A group of Democratic senators have revisited a long-dormant effort to broaden the bargaining unit of administrative law judges at the Social Security Administration, buoyed by recent guidance from the Biden administration aimed at encouraging collective bargaining at federal agencies.
In 2007, then-Social Security Commissioner Michael Astrue created the agency’s National Hearing Center, a cadre of administrative law judges who would parachute into regions with a long backlog of disability claims, but he left the component’s employees outside of the ALJ bargaining unit at the Office of Hearing Operations, which is represented by the Association of Administrative Law Judges.

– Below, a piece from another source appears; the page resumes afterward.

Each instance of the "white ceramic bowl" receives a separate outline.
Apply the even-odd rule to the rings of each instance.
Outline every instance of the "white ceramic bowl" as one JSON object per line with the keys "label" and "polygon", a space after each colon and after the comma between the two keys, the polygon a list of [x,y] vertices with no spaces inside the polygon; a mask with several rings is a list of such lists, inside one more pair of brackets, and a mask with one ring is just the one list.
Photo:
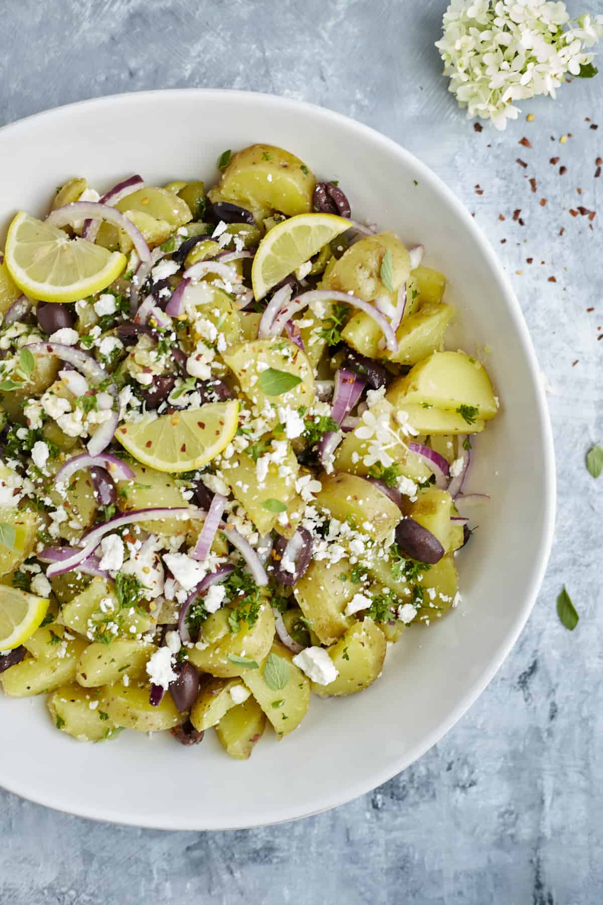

In 2011, the Federal Labor Relations Authority sided with Astrue, finding that although National Hearing Center judges had nearly identical job duties, they were management officials because they supervised decision writers. That said, the FLRA also found that the agency committed unfair labor practices by exhibiting hostility toward the union and failing to notify the group of the component’s creation.
In a letter to Acting Social Security Commissioner Kilolo Kijakazi last month, five Democratic senators, led by Sen. Sherrod Brown, D-Ohio, urged the agency to consider classifying judges in the National Hearing Center as bargaining unit employees and granting them access to the Association of Administrative Law Judges. They cited the fact that in the years since the FLRA’s decision, the differences in the responsibilities of ALJs in both agency components have disappeared. ...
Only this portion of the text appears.